Biasanya pilot pensiun umur 65 tahun. Namun di saat pandemi, pilot-pilot senior berusia di atas 55 tahun sudah was-was. Saat pandemi berlalu dan industri penerbangan akan menggeliat lagi, ada kemungkinan mereka akan dipensiun. Setelah mengalami kerugian luar biasa akibat pandemi Covid 19, perusahaan penerbangan bisa jadi hanya akan merekrut pilot muda karena gajinya belum tinggi. Kapan? Ini bisa terjadi 2 atau 3 tahun lain.

Untuk diketahui, saat ini di Indonesia ada sekitar 250 pesawat Boeing dan 80 pesawat Airbus.

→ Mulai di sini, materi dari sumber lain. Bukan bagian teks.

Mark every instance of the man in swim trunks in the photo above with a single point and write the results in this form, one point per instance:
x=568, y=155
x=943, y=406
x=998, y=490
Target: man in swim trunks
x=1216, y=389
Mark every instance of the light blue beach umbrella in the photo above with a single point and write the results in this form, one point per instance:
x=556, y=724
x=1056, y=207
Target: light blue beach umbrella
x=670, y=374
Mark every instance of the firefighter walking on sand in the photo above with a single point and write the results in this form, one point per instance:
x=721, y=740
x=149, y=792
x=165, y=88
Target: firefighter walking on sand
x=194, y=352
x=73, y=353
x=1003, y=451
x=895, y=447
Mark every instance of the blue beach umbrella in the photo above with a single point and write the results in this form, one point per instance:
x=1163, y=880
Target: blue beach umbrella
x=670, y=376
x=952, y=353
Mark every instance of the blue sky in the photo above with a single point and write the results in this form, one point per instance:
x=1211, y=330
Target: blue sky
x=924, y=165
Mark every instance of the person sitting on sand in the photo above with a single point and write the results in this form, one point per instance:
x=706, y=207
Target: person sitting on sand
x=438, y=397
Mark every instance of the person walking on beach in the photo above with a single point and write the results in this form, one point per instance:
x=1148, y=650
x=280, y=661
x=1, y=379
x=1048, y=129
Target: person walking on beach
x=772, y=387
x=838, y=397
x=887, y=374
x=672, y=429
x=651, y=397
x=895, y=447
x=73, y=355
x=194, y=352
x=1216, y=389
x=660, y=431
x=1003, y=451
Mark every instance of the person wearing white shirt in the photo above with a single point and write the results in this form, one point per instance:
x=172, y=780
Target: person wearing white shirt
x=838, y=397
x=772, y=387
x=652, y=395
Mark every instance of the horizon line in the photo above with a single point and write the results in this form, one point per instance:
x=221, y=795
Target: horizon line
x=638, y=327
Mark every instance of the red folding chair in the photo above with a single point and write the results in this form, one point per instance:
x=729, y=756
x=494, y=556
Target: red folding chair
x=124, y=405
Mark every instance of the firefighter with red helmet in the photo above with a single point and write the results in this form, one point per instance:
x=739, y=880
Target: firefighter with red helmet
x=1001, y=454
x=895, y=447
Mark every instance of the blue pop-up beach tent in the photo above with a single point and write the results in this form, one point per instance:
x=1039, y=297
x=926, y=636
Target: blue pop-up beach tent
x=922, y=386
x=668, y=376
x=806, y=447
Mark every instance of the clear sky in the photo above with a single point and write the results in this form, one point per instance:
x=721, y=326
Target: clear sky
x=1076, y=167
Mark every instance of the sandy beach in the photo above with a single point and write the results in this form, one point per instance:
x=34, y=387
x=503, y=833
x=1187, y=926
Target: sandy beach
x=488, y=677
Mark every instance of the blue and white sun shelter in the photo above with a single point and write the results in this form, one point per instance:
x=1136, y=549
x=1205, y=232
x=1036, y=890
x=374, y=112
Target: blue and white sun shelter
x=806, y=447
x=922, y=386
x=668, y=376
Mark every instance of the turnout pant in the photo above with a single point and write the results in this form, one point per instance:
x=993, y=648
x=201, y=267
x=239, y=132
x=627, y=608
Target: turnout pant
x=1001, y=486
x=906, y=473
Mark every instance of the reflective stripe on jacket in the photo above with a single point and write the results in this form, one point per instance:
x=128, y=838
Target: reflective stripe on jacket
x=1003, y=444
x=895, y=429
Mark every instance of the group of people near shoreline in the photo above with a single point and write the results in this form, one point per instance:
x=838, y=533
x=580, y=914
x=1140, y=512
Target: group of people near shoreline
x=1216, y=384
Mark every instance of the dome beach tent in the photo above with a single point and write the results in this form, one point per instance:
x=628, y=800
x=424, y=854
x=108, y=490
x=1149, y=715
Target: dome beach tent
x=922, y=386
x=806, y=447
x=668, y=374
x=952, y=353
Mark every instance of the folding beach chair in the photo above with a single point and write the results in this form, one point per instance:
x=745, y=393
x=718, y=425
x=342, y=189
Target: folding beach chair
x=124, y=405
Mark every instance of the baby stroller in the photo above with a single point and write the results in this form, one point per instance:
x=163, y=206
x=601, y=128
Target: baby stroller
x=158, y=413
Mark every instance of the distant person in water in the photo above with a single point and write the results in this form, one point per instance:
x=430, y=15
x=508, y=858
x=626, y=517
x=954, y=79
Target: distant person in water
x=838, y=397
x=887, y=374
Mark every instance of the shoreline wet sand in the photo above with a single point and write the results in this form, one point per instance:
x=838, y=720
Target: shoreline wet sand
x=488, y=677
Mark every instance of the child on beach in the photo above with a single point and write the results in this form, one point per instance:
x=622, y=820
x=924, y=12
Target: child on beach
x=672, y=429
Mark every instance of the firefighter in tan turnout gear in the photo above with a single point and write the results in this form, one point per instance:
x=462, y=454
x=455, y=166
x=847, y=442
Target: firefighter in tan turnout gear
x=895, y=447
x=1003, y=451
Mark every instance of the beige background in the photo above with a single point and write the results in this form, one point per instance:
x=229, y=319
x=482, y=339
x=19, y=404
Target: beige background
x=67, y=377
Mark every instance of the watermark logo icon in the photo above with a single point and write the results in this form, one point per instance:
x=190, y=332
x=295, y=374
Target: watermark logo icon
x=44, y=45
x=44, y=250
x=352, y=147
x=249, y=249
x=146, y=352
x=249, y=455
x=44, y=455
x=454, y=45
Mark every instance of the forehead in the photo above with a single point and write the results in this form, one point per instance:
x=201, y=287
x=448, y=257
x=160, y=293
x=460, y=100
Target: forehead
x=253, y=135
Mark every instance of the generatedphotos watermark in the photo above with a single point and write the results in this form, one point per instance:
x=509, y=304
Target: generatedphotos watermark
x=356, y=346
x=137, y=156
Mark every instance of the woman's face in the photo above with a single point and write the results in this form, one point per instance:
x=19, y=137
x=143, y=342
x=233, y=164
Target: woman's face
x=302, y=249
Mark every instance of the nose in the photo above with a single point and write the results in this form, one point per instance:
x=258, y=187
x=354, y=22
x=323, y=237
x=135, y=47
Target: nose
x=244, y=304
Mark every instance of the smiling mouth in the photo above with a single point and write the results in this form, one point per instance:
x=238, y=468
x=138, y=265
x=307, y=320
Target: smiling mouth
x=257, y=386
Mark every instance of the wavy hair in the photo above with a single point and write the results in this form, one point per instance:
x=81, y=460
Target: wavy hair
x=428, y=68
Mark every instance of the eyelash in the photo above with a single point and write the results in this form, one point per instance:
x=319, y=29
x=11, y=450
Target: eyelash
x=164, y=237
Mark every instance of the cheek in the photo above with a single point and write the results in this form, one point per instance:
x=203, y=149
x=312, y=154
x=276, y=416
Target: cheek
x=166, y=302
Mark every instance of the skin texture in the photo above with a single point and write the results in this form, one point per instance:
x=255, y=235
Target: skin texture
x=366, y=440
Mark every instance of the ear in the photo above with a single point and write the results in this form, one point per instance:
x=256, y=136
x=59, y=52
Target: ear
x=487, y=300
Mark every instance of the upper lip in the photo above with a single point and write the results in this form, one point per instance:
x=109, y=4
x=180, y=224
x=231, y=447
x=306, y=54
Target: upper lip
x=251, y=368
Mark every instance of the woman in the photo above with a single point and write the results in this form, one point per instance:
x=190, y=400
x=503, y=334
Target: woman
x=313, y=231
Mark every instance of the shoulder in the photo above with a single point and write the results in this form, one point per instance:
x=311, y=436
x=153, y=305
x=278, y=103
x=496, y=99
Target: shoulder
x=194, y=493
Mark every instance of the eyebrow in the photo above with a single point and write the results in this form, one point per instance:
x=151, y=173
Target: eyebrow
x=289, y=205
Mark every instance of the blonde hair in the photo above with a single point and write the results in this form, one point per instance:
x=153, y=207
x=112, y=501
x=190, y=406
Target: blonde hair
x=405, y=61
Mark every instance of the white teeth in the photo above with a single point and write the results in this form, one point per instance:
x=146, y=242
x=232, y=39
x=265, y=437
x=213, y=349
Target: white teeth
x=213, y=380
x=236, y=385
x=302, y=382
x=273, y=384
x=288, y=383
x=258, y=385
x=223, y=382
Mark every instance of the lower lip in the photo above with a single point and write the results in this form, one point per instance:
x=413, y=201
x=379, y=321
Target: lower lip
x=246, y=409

Untuk mengoperasikan satu buah pesawat secara efisien, perusahaan harus mempekerjakan 10 pilot. Jadi untuk dua jenis pesawat ini saja diperlukan lebih dari 3000 pilot. Di luar itu masih ada banyak pesawat lain, antara lain pesawat sewaan yang dioperasikan sekitar 20-an perusahaan charter. Kebutuhan akan pilot muda meningkat seiring akan pensiunnya pilot-pilot senior. Selain itu ada sekitar 900 an pilot asing yang berangsur diberhentikan.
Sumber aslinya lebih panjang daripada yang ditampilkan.